1. Huan - April 7, 2008

I would like to disagree with “That whole deep existential torment is good for getting girlfriends” comment, personal experience says otherwise. 🙂

Seriously though, this is good news indeed. I think most serious philosophy students know that it’s much more than just an interesting leisure activity, it’s extremely useful to be able to think analytically. Now even the business world recognizes this, perhaps early education will soon also recognize this and middle-high school will become much more philosophy oriented! I couldn’t even imagine what things would be like if I was interested in philosophy back in middle school.

One thing is quite strange to me though, I always thought of the world of profit as bureaucratic and not very flexible, where any sign of flexible thinking would lead to the system’s demise. Maybe that only applies to the chess pieces and not the person playing chess?

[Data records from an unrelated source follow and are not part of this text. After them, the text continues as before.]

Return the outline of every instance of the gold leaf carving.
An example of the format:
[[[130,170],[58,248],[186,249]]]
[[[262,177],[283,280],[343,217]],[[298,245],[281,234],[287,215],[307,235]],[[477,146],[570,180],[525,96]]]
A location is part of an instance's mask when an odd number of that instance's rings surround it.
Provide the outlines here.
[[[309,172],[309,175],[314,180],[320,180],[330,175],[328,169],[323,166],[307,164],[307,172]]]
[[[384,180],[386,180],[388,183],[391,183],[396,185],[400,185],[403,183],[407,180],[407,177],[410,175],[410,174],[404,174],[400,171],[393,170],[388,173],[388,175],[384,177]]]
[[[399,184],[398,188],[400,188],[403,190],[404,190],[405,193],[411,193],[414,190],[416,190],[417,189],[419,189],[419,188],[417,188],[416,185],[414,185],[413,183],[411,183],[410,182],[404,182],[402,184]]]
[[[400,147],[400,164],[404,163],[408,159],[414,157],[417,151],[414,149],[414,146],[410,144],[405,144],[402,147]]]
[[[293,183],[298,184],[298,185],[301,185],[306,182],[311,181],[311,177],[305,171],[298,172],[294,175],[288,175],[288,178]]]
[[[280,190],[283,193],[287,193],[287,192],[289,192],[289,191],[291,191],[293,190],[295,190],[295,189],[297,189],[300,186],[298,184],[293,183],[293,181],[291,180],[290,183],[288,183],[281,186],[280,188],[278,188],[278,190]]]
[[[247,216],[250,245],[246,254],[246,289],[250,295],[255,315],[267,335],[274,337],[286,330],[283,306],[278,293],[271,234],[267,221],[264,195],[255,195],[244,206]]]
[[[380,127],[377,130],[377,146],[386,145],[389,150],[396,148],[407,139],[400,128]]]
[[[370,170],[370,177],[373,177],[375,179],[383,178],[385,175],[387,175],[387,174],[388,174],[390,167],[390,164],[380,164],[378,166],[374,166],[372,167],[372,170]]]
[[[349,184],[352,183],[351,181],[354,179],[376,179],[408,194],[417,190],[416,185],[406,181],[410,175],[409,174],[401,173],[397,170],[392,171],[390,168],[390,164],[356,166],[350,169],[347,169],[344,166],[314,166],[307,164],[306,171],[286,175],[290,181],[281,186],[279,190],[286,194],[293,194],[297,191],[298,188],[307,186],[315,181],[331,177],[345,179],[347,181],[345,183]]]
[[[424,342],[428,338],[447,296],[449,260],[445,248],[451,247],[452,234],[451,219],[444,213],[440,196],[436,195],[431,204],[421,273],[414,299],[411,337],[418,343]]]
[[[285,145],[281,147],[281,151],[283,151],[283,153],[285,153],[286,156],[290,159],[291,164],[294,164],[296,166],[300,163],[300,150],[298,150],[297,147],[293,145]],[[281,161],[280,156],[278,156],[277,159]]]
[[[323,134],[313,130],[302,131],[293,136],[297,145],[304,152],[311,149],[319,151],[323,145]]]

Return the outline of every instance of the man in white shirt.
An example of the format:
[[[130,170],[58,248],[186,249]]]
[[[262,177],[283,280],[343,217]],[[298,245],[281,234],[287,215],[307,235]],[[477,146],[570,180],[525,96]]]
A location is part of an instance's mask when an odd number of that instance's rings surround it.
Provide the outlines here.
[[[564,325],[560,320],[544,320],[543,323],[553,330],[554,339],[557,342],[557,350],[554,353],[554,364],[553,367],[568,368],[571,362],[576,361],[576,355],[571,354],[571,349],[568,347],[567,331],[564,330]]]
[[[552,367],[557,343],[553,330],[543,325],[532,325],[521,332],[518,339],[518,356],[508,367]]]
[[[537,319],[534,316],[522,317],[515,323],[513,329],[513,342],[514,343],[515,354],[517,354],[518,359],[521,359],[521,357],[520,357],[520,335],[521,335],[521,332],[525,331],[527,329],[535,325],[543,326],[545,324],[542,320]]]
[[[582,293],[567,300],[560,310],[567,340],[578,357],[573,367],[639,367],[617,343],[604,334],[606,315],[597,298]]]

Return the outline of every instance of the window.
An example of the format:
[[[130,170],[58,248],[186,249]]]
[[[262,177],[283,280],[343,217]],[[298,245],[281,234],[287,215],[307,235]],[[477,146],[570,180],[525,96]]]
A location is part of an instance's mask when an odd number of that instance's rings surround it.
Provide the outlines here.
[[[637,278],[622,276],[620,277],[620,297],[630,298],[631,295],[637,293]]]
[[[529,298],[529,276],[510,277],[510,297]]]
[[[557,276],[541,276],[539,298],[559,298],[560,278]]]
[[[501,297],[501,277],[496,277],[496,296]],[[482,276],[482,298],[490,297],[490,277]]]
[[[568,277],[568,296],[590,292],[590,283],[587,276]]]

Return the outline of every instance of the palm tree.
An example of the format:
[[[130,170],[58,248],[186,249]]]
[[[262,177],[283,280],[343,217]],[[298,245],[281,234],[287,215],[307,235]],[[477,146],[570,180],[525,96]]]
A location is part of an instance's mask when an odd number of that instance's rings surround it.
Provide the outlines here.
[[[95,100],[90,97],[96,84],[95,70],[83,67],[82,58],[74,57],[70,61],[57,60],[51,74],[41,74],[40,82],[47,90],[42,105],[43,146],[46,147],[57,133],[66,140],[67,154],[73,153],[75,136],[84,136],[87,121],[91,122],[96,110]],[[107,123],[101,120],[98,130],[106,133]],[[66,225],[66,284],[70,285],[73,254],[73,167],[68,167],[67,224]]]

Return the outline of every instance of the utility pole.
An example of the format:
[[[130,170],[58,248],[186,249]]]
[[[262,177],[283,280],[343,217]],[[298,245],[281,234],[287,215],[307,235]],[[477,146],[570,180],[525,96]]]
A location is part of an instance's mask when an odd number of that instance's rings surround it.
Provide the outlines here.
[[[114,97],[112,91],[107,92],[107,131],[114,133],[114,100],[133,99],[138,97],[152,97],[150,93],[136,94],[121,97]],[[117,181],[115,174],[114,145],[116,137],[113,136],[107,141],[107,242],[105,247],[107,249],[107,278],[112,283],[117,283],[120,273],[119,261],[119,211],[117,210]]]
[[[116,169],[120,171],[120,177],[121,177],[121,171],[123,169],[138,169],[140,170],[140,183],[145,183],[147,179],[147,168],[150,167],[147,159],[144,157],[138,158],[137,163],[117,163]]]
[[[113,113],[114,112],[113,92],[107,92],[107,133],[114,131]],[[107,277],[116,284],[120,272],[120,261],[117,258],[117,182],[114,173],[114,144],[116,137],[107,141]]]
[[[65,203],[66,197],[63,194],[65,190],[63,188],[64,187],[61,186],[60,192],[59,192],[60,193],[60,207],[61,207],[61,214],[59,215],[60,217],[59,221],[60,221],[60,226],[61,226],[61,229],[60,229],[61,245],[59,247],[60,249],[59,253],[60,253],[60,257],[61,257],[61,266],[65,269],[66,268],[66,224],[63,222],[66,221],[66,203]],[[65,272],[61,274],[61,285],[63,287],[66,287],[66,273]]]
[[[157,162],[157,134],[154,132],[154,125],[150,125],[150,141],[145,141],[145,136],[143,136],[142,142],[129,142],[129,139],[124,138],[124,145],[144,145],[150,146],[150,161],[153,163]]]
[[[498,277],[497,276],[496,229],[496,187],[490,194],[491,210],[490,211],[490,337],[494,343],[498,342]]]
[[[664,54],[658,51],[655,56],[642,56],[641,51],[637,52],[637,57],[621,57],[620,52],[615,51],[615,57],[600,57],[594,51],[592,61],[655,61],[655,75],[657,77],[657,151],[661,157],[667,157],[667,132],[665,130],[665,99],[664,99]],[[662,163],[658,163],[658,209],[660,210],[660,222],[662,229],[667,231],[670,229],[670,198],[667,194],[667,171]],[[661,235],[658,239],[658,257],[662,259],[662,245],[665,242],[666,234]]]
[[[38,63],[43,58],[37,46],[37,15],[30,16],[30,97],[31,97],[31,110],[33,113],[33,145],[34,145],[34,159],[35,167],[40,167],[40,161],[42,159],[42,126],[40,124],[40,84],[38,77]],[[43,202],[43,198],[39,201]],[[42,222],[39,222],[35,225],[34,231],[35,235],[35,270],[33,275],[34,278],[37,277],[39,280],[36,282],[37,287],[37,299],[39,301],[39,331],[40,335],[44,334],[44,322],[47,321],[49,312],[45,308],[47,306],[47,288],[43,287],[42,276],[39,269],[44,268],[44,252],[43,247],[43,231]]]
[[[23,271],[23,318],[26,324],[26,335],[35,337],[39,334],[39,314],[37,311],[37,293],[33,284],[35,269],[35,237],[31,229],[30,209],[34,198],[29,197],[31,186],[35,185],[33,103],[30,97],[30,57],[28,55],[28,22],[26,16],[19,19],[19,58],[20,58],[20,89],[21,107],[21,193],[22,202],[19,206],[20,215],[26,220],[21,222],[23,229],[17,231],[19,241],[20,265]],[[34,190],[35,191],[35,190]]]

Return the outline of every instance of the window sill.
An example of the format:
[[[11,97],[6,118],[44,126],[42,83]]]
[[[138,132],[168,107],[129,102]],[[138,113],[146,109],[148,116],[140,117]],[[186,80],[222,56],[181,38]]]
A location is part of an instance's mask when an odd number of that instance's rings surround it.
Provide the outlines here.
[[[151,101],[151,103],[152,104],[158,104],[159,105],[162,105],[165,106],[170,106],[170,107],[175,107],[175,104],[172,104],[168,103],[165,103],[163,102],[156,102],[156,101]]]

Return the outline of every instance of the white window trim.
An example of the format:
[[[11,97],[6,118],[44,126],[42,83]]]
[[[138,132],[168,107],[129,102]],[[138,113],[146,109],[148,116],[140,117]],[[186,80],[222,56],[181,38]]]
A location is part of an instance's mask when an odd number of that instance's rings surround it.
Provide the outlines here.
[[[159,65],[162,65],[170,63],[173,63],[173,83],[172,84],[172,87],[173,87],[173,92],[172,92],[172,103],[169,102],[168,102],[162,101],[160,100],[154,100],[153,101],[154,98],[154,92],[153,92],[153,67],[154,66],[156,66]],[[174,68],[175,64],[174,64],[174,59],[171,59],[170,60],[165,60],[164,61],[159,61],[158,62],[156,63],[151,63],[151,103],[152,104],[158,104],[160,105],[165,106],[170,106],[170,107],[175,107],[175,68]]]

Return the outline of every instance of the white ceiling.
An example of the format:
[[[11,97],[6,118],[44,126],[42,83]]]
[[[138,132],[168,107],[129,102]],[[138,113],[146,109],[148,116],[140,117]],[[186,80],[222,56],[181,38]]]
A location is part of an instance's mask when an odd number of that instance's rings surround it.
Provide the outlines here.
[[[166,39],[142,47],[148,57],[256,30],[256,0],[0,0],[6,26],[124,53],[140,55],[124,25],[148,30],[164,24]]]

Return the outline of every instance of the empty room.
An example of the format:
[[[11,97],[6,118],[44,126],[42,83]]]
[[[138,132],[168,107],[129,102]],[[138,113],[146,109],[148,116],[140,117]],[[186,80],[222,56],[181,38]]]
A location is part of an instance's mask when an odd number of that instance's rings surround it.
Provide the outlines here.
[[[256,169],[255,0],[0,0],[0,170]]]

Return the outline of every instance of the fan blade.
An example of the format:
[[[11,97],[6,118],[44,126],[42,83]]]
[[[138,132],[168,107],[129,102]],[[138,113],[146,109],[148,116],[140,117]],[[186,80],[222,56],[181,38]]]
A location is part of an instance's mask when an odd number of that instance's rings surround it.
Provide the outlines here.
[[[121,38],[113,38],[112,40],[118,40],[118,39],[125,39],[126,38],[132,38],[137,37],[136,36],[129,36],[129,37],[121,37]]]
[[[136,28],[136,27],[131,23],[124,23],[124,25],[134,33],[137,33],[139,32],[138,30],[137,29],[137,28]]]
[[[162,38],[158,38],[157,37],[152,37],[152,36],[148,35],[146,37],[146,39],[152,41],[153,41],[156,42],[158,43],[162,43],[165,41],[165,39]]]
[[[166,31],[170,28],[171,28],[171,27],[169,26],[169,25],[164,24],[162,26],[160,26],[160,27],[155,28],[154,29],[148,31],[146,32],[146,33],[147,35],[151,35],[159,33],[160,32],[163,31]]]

Another thing, why Plato and Kant?

2. Moriae - April 7, 2008

Why Plato OR Kant?

3. philagon - April 12, 2008

Synecdoche: a term denoting a part of something is used to refer to the whole thing

Plato and Kant = philosophy

4. Huan - April 12, 2008

I thought there was something about them that was more attractive to the capitalist world. It makes sense in the case of Plato in an indirect way, isn’t he the one that inspired Ayn Rand’s ideas?

5. Stephen - April 13, 2008

Huan, that was Aristotle.

6. Huan - April 13, 2008

Oh was it? My mistake, I just remembered something about her thinking Nietzsche’s ideas lacked “forms”.